During this legislative session, the General Assembly passed a few bills of particular municipal interest. It is worth noting that this session appeared to have multiple omnibus bills that potentially warrant further review regarding if each was passed in accordance with the Missouri Constitution (such as the single-subject rule or clear title rule). Overall, the following are bills of particular municipal interest:
SBs 153 & 97 – Wayfair & Video Services Provider Fees:
Wayfair:
Designed to implement the United States Supreme Court’s opinion in South Dakota v. Wayfair, Inc., which changed the “nexus” requirement for taxation, allowing states’ taxes to attach to entities that shipped goods into states but may not otherwise have a physical business presence within that state.
Allows for the expansion of use taxes to attach to additional transactions, specifically if a “seller’s gross receipts from taxable sales from delivery of tangible personal property into this state in the previous calendar year or current calendar year exceeds one hundred thousand dollars.” See § 144.605(2)(e) RSMo.
If your city has an existing use tax, you must comply with the following:
No later than the first week of November, 2021 you must publish a notice in the newspaper “with the greatest circulation . . . that certain purchases from out-of-state vendors will become subject to an expansion of the use tax as provided by state law.” This notice must also include “general information on repealing a local use tax under section 144.761.” Finally, this notice must be published at least once per week for two consecutive weeks.
Both newspaper notices should be published prior to the first week of November 2021, if possible.
Cities with a use tax are also required to submit to the Department of Revenue by January 1, 2022, “data relating to use taxes” which would include revenue mapping and the geographic boundaries of the city. If a city does not submit this information, the Department of Revenue will use “the last known sales or use tax rate for such political subdivision[,]” which could affect how much use tax your city receives. See SBs 153 & 97, Page 2-3, amending Section 32.310 RSMo.
If your city does not have a use tax, but seeks to, you must comply with the following:
Place on the ballot and receive voter approval for the city toimpose a use tax. See SBs 153 & 97, page 164, amending Section 144.757.1(1) for revised ballot language for the same.
Note, these bills limit how a city may propose to educate the public about the use tax. Specifically, SBs 153 & 97 provide: “[t]he use tax shall not be described as a new tax or as not a new tax and shall not be advertised or promoted in a manner in violation of section 115.646.” This adds some complexity as to how a city would provide effective education relating to the use tax.

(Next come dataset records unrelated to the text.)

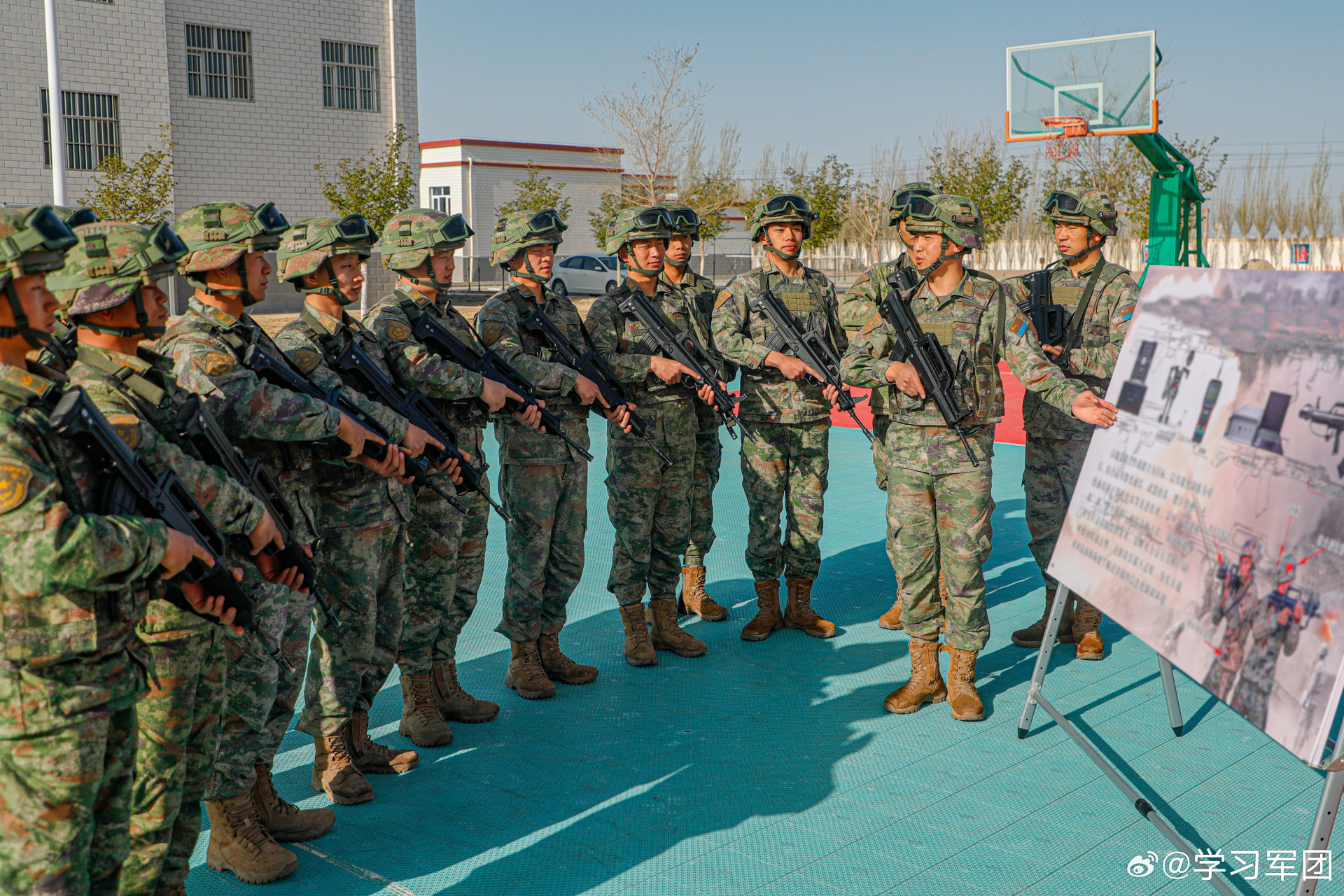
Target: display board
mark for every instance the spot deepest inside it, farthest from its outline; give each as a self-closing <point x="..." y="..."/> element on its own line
<point x="1209" y="520"/>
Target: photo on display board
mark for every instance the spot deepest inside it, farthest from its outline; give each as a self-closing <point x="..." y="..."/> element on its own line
<point x="1209" y="520"/>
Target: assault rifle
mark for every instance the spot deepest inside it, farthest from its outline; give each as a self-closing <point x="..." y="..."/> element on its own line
<point x="134" y="491"/>
<point x="441" y="340"/>
<point x="593" y="367"/>
<point x="281" y="374"/>
<point x="811" y="348"/>
<point x="416" y="409"/>
<point x="685" y="349"/>
<point x="926" y="354"/>
<point x="198" y="425"/>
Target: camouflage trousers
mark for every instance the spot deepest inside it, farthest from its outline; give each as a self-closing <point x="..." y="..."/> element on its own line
<point x="362" y="573"/>
<point x="178" y="734"/>
<point x="940" y="526"/>
<point x="442" y="577"/>
<point x="261" y="694"/>
<point x="1049" y="479"/>
<point x="65" y="806"/>
<point x="650" y="508"/>
<point x="549" y="504"/>
<point x="785" y="470"/>
<point x="708" y="463"/>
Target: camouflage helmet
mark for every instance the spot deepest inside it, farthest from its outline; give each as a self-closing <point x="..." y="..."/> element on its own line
<point x="1088" y="207"/>
<point x="781" y="210"/>
<point x="314" y="242"/>
<point x="218" y="234"/>
<point x="519" y="230"/>
<point x="956" y="218"/>
<point x="108" y="267"/>
<point x="416" y="234"/>
<point x="638" y="222"/>
<point x="901" y="197"/>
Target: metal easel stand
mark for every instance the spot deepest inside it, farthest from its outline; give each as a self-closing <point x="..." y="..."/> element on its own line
<point x="1145" y="809"/>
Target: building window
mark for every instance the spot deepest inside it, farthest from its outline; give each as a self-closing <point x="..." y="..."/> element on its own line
<point x="93" y="130"/>
<point x="438" y="199"/>
<point x="218" y="64"/>
<point x="350" y="77"/>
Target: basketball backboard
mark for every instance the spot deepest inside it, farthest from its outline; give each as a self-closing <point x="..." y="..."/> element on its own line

If you are seeking to pass a use tax, we recommend you consult your city attorney regarding any education on the use tax that you propose to produce.
Video Services Provider Fees:
As a trade-off for Wayfair, SBs 153 & 97 also contain cuts to video service provider fees, particularly by:
Changing the definition of “gross revenues” to exclude items like amounts received from advertisers, as well as fees that traditionally stem from video service providers (such as set-top box rentals);
Cutting the existing cap on video service provider fees. At present, video service provider fees are capped at 5% of gross revenues. Under these bills, the cap will reduce by 0.5% each year, beginning August 28, 2023, and ending at a maximum cap of 2.5% by August 28, 2027; and
Limiting cities from passing “any new tax, license, or fee in addition to any tax, license, or fee already authorized on or before August 28, 2021, upon the provision of satellite or streaming video service[,]” likely foreclosing the ability of cities to pass new taxes, fees, or licenses to attach to services such as Netflix or Hulu.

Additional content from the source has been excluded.